Cette manière de faire est également très « utile » dans le cadre de la stratégie électorale car elle évite le capharnaüm qui existerait au sein d’un groupe politique si chaque membre pouvait s’exprimer librement… En effet, ce qu’on peut appeler la soumission volontaire des candidats et élus les confine de facto à mener leurs campagnes en agissant uniquement sur le relationnel qu’ils entretiennent avec les électeurs, ce qui est particulièrement chronophage et empêche même parfois d’exercer une autre profession. Si j’osais, avec une touche de cynisme, caricaturer la journée d’un élu communal, je dirais qu’elle commence par une visite au marché, pour se poursuivre avec la présence au conseil d’administration d’un organisme public où la tâche principale consistera à boire un café, suivie d’un passage sur la foire et de la présence à l’inauguration d’un nouveau commerce, pour se terminer enfin par le souper du football au cours duquel notre cher conseiller ne manquera pas d’offrir quelques bières.

Un système reposant sur la particratie

Alors que notre système institutionnel, conçu lors de l’indépendance, était particulièrement performant, les partis politiques, dont l’importance s’est notablement accrue depuis 1948, ont, au travers de nombreuses réformes, transformé fondamentalement notre Pays en professionnalisant au passage la fonction politique autrefois exercée par des citoyens agissant de manière nettement plus indépendante et libre.
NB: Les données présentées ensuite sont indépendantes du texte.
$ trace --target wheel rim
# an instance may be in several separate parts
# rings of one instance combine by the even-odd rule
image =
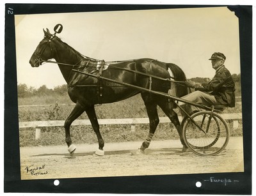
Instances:
[[[191,118],[206,132],[211,115],[211,112],[202,111],[192,115]],[[200,156],[217,155],[225,149],[228,142],[229,129],[226,122],[215,113],[211,116],[208,133],[206,133],[189,119],[184,123],[183,138],[185,144],[192,152]]]

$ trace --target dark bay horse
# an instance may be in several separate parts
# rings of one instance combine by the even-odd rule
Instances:
[[[168,97],[154,94],[149,92],[145,92],[100,80],[97,77],[79,73],[72,70],[95,75],[100,74],[106,78],[116,81],[124,82],[143,88],[150,88],[152,91],[164,93],[167,93],[170,89],[171,82],[170,81],[161,80],[155,78],[150,79],[144,75],[116,69],[111,66],[104,71],[100,68],[97,69],[99,61],[84,57],[62,41],[55,34],[51,34],[48,29],[47,31],[44,30],[44,38],[39,43],[33,54],[29,63],[33,67],[38,67],[42,62],[47,62],[49,59],[54,59],[68,84],[68,95],[72,101],[76,103],[75,107],[64,124],[65,141],[71,155],[73,155],[76,146],[72,144],[70,126],[75,119],[83,112],[86,112],[98,139],[99,149],[96,151],[96,154],[103,155],[104,142],[100,132],[94,108],[95,105],[120,101],[138,93],[141,94],[144,101],[150,122],[149,133],[142,143],[140,151],[143,152],[148,147],[159,122],[157,110],[157,105],[160,107],[177,128],[181,144],[183,145],[182,151],[186,149],[182,138],[182,127],[177,114],[173,110],[175,107],[173,100]],[[139,59],[110,63],[109,65],[111,64],[121,68],[154,75],[164,79],[170,78],[170,73],[168,71],[170,69],[176,80],[186,80],[186,77],[182,70],[178,66],[172,63],[165,63],[151,59]],[[188,88],[182,86],[177,86],[175,91],[175,96],[178,97],[188,93]]]

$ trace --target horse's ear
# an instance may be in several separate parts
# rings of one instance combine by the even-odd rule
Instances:
[[[51,33],[50,33],[50,31],[49,31],[49,29],[46,29],[46,31],[46,31],[45,29],[43,29],[43,30],[44,30],[44,36],[45,37],[49,37],[49,36],[51,36]]]

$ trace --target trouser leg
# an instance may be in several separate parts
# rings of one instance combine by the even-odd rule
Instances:
[[[180,98],[207,106],[221,105],[213,95],[200,91],[194,91]],[[184,102],[179,102],[179,105],[184,104],[186,103]]]

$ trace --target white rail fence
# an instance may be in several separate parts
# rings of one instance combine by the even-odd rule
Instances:
[[[232,126],[234,129],[236,129],[239,126],[239,120],[242,119],[242,113],[230,113],[221,114],[220,116],[225,120],[232,120]],[[182,121],[182,117],[179,116],[180,121]],[[170,123],[170,121],[168,117],[159,117],[160,123]],[[132,132],[135,131],[136,124],[148,124],[149,120],[147,117],[144,118],[124,118],[124,119],[99,119],[99,124],[131,124]],[[41,135],[41,128],[51,126],[62,126],[64,125],[65,121],[29,121],[19,122],[20,128],[35,128],[36,134],[35,139],[37,140]],[[72,126],[77,125],[91,125],[89,119],[77,119],[75,120]]]

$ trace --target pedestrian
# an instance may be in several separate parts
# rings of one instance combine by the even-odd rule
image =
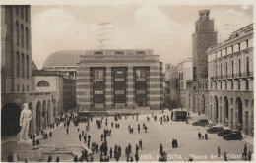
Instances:
[[[67,135],[69,134],[69,128],[66,128]]]
[[[171,142],[171,144],[172,144],[172,148],[175,148],[175,141],[174,141],[174,138],[172,138],[172,142]]]
[[[8,154],[7,161],[8,162],[14,162],[14,157],[13,157],[13,155],[11,153]]]
[[[112,158],[112,154],[113,154],[113,149],[112,147],[110,148],[110,158]]]
[[[141,148],[141,150],[142,150],[142,140],[140,139],[140,141],[139,141],[139,147]]]
[[[207,134],[205,134],[205,139],[208,140],[208,135]]]
[[[201,136],[202,136],[202,135],[201,135],[201,133],[199,132],[199,133],[198,133],[198,139],[201,139]]]
[[[51,157],[51,155],[49,155],[47,162],[51,162],[51,160],[52,160],[52,157]]]
[[[57,156],[57,158],[56,158],[56,162],[59,162],[59,156]]]
[[[247,160],[247,146],[244,145],[244,148],[243,148],[243,156],[244,156],[244,159]]]
[[[224,161],[227,161],[227,154],[224,152]]]
[[[78,155],[74,157],[74,162],[78,162]]]
[[[248,152],[248,161],[251,161],[251,151]]]
[[[134,158],[135,158],[136,162],[138,162],[138,161],[139,161],[139,155],[138,155],[138,153],[135,153],[135,156],[134,156]]]
[[[218,150],[218,158],[219,158],[219,157],[221,157],[221,148],[220,148],[220,146],[218,146],[217,150]]]
[[[79,134],[78,137],[79,137],[79,141],[81,141],[81,134]]]

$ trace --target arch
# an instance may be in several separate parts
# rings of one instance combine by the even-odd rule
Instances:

Cette professionnalisation, présente jusqu’au niveau local de la commune, a eu comme effet collatéral d’éloigner les élus, qui ont de plus en plus eu intérêt à maintenir un système qui leur permet de vivre, des citoyens qui, eux, peu à peu, se désintéressent complètement de la « chose publique » en rejetant même ce monde qu’ils  estiment corrompu. Et cela est extrêmement grave pour notre Démocratie car la confiance perdue mine inexorablement ses fondements.

Même si la tâche est particulièrement ardue — car les politiques et les partis feront tout pour conserver le système en place — il est plus que temps de réformer en profondeur notre système politique de manière à le remettre au service des citoyens.

Ainsi, la première chose à faire est de réduire fortement la taille des conseils communaux, tout en interdisant les rémunérations pour les mandats dérivés où, dans le meilleur des cas, ces personnes agissent comme des actionnaires. Ensuite, il serait utile d’examiner les différents domaines d’action des communes avec l’optique de voir s’ils sont utiles et s’ils ne pourraient pas, le cas échéant, être remplacés par des initiatives privées, publiques-privées, ou, encore, être exercés par d’autres niveaux de pouvoir comme, par exemple, les provinces. Les subsides spécifiques, qui compliquent fortement les dossiers tout en poussant à la dépense, devraient également être supprimés et remplacés par une dotation spécifique fixe. Enfin, le formalisme devrait être simplifié afin de rendre les décisions plus claires et compréhensibles.

En agissant ainsi, on sortirait du cercle vicieux de la professionnalisation « particratique » de la politique pour rendre le pouvoir aux citoyens qui pourraient compter sur des représentants agissant de manière nettement plus libre qu’actuellement.

Ceci n’est, bien entendu, qu’un début mais il est particulièrement important car, contrairement à beaucoup d’autres pays, l’échelon local a, en Belgique, une importance primordiale et la meilleure preuve en est que nos deux derniers Premiers ministres ont souhaité rester bourgmestres (empêchés) de leurs communes respectives.

Pour en revenir au point de départ de cet article, le problème n’est pas généré par quelques profiteurs, mais trouve son origine dans un système « particratique » dévoyé… Et on peut même se demander si, pour survivre, ce système n’a pas, volontairement, sacrifié quelques individus afin de faire diversion.